Other advocates have taken on similar strategies. "I think we all are anxious about losing steam, so there is a great desire to keep the pressure on," said Bob Witeck, an advocate who has worked over the past 20 years as a business and communications consultant for major companies.

Witeck plans to devote his time and resources in the coming months to working with companies to join an amicus brief in support of repealing the Defense of Marriage Act -- one of the two lawsuits the court will be ruling on.

"We know that the outside atmosphere affects the thinking of justices," Witeck said. "We want to give more tangible evidence that the people are moving as quickly or quicker than even the courts are today."

Those on the other side of the fight are less ambivalent about the Supreme Court's announcement. "They know what we know: They are likely to lose," said Brian Brown, the president of the National Organization for Marriage.

Brown said his organization, which is leading the fight nationally to ban same-sex marriage, has seen an increase in donations since the losses during the November election, and hopes that support will continue both nationally and in the six states where marriage will be debated this winter and spring.

"The reality is that we still are now 31 wins and four losses for public votes," Brown continued, referring to the times the public has voted on the question of same-sex marriage. "The other side knows this even though they keep saying that somehow the country has changed."

Win or lose, many advocates said they hope the attention the Supreme Court has focused on gay rights will carry over into other causes, like employment discrimination protection.

"I think that all of us are waiting in some ways on pins and needles to hear what the Supreme Court is going to say because obviously it's the final court of the land and it has a significant impact," said Darlene Nipper, deputy executive director of the National Gay and Lesbian Task Force, an advocacy group. "At the same time we have to keep pushing for equality."

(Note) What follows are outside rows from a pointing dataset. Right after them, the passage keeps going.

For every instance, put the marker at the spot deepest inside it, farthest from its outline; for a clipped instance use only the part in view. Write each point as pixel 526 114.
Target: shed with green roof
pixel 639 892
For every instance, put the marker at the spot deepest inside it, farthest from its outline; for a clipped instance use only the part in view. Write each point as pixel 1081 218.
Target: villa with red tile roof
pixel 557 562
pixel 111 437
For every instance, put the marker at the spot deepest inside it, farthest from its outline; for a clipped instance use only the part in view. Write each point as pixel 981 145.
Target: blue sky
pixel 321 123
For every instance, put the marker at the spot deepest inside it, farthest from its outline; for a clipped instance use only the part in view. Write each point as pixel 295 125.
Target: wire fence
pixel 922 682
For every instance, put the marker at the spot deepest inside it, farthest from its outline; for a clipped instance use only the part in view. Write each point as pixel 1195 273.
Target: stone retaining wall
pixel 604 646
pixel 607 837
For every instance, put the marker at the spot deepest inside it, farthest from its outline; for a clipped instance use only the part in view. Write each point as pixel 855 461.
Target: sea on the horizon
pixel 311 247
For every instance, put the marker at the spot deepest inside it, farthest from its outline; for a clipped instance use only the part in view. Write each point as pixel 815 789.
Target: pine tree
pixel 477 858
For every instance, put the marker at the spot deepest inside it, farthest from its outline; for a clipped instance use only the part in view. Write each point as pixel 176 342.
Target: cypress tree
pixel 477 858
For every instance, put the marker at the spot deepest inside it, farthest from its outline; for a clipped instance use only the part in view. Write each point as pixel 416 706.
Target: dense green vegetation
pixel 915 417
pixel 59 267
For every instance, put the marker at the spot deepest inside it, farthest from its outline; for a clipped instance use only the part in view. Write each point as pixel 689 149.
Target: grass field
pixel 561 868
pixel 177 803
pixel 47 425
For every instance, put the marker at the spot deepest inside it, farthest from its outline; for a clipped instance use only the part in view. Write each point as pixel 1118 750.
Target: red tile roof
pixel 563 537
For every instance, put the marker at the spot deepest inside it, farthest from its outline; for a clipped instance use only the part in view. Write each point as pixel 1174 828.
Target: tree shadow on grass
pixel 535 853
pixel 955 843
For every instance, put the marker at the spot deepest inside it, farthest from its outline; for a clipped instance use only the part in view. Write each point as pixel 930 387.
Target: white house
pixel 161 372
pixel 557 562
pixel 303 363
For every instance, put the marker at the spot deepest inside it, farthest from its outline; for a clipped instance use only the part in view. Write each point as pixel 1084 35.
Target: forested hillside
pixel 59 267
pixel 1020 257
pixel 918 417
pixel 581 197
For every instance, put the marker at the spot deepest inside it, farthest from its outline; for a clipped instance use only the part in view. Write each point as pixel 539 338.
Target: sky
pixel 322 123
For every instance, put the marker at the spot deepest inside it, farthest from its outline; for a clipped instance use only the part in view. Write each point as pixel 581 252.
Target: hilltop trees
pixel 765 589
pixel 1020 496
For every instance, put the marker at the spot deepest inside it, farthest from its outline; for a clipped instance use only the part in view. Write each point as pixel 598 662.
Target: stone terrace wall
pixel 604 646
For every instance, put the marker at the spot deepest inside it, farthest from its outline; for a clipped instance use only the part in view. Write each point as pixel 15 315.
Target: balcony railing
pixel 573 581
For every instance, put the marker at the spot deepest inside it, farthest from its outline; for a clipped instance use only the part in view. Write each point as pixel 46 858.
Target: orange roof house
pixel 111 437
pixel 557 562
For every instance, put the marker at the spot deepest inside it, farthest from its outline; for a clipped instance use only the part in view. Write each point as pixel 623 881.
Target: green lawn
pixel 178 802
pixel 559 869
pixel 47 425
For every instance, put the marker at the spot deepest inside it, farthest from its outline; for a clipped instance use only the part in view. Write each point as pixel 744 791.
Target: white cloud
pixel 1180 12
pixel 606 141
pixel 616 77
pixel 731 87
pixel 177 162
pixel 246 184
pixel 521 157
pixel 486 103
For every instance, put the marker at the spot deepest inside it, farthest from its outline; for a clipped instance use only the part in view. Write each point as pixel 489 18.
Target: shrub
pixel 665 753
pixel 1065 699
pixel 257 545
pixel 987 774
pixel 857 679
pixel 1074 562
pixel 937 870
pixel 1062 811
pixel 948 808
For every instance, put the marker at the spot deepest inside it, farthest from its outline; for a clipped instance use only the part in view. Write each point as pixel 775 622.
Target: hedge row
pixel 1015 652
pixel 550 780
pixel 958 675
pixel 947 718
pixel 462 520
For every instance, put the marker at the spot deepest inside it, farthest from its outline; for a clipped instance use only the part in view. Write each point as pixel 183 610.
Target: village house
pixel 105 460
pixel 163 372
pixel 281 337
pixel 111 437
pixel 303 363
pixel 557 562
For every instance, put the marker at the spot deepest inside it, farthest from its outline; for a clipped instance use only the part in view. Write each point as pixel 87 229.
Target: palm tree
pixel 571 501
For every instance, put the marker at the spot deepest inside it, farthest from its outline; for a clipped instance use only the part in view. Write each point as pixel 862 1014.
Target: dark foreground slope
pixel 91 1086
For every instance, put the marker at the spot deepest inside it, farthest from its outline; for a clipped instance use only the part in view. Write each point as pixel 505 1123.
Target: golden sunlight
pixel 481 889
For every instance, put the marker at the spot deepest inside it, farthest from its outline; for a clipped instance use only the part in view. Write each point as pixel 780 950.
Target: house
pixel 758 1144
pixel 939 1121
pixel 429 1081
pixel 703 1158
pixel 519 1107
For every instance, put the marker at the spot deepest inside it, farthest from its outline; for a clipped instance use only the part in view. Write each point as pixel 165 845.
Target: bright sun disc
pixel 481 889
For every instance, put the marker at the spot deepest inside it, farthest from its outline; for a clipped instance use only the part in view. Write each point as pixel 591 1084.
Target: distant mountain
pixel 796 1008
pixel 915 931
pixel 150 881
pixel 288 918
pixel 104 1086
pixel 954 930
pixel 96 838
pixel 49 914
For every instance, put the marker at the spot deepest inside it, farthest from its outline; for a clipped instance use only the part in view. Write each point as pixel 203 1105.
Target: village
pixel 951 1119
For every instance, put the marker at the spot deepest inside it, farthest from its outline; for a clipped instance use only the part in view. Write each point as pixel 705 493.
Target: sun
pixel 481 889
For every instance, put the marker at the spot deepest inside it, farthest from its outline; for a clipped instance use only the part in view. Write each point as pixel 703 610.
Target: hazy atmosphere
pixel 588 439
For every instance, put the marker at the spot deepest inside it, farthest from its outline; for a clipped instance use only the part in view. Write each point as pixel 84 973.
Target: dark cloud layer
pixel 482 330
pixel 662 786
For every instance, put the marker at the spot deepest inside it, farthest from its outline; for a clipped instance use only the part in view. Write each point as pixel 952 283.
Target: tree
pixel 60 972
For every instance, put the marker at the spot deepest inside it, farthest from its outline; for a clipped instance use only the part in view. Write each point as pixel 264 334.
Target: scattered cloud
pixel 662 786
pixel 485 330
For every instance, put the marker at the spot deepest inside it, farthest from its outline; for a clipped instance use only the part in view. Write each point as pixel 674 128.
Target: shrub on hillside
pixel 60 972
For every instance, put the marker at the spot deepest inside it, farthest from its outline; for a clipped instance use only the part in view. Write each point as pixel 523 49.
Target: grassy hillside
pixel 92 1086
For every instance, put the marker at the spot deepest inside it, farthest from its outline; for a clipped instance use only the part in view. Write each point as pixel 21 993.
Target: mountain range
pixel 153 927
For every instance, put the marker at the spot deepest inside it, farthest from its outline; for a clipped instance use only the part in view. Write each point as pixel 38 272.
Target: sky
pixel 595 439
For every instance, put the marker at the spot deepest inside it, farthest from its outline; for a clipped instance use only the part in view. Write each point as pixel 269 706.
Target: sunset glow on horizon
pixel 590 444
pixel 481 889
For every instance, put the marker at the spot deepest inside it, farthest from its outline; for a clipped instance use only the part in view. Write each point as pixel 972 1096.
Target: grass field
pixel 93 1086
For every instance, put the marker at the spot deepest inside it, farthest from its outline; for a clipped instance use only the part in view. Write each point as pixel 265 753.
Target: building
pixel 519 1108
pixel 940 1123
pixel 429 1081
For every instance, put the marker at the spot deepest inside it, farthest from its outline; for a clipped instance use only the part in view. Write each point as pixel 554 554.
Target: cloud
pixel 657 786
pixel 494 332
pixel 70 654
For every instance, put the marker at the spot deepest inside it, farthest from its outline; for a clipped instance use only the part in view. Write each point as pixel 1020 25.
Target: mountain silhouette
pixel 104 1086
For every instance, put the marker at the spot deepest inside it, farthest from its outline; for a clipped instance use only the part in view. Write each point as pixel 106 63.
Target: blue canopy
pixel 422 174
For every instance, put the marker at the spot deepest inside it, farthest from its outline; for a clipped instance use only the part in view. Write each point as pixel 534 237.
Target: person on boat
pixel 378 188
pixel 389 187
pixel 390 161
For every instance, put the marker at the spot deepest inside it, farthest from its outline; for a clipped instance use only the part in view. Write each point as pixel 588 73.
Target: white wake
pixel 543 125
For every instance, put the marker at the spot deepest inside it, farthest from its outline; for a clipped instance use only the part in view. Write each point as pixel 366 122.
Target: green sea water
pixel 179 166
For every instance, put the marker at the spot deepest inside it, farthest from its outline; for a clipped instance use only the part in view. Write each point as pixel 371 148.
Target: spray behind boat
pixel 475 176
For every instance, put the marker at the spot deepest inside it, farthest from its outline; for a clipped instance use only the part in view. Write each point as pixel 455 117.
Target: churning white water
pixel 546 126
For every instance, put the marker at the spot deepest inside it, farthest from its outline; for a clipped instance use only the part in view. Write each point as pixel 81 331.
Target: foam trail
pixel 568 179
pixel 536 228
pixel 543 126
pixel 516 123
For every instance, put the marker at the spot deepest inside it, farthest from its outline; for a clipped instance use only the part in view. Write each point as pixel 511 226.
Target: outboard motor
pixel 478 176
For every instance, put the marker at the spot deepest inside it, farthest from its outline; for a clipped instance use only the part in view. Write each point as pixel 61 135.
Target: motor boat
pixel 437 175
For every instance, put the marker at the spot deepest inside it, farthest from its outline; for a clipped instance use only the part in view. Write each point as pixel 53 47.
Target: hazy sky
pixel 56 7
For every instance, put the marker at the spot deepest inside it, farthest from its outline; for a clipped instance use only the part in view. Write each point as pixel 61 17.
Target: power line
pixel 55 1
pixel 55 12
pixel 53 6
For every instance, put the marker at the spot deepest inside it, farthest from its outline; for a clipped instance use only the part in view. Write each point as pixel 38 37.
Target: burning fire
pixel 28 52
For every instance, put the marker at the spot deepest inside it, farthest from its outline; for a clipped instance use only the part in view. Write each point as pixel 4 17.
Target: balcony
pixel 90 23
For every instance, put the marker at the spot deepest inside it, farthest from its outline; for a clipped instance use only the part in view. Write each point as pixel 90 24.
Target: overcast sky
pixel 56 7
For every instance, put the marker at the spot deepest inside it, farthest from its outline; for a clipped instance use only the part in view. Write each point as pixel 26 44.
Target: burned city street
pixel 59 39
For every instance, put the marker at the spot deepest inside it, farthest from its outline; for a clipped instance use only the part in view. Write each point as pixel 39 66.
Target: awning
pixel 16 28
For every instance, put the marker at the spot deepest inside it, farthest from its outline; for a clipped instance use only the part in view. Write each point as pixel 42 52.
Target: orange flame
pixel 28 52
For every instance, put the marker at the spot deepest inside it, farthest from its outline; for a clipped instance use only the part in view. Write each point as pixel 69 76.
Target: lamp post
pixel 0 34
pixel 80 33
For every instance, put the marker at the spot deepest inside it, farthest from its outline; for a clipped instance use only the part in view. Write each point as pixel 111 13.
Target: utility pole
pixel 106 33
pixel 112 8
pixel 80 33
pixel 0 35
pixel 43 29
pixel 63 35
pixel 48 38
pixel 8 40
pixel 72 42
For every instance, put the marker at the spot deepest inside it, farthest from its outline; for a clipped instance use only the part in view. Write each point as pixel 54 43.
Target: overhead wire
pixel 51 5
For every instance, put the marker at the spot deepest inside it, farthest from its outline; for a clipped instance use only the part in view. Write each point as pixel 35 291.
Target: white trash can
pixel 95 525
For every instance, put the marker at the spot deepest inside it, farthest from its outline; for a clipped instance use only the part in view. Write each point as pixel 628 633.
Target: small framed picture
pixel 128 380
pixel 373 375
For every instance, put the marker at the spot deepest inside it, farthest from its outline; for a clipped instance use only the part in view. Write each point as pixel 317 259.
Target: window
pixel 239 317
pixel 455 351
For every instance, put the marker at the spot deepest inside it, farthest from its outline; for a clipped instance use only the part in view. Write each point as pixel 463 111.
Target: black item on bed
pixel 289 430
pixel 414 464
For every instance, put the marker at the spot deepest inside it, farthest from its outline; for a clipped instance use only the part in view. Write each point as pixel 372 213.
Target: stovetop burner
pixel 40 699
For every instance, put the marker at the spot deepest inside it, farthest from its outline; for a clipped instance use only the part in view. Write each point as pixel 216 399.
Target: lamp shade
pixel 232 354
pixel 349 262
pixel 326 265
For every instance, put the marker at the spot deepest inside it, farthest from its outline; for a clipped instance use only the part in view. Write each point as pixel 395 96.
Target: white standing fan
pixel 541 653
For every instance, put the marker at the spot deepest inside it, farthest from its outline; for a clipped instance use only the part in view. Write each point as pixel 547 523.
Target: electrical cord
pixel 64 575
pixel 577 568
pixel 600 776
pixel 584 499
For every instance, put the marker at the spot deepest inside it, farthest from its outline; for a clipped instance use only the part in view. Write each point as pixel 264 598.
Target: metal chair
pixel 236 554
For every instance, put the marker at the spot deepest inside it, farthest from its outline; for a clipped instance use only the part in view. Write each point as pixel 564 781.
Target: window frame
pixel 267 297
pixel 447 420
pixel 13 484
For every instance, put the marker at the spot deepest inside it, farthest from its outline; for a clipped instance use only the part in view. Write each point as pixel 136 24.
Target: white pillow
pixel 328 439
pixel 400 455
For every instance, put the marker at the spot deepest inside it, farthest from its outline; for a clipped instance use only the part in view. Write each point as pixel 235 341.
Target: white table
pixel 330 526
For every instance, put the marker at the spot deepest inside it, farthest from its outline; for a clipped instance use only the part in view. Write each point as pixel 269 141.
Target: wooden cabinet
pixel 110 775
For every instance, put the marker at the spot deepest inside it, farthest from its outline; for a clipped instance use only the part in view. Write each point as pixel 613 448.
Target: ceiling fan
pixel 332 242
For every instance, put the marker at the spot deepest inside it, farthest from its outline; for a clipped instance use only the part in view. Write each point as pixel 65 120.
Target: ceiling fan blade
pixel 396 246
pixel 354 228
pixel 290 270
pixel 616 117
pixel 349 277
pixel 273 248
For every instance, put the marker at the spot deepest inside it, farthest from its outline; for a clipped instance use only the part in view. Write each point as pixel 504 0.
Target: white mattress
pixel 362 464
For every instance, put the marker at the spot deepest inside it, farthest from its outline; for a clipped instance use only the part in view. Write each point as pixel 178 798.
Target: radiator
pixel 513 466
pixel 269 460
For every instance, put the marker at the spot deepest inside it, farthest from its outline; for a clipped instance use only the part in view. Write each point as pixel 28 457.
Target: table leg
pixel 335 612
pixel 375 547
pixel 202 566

In some ways, Nipper's biggest concern is what happens next if the court rules in the advocates' favor. "Will that mean that everything's done in the minds of funders and everyone else for that matter? It's a significant job on the part of LGBT advocates to remind folks that we could end up with a situation where somebody comes to work with a picture of their spouse, puts it on their desk, and without even knowing it, they are at risk of being fired."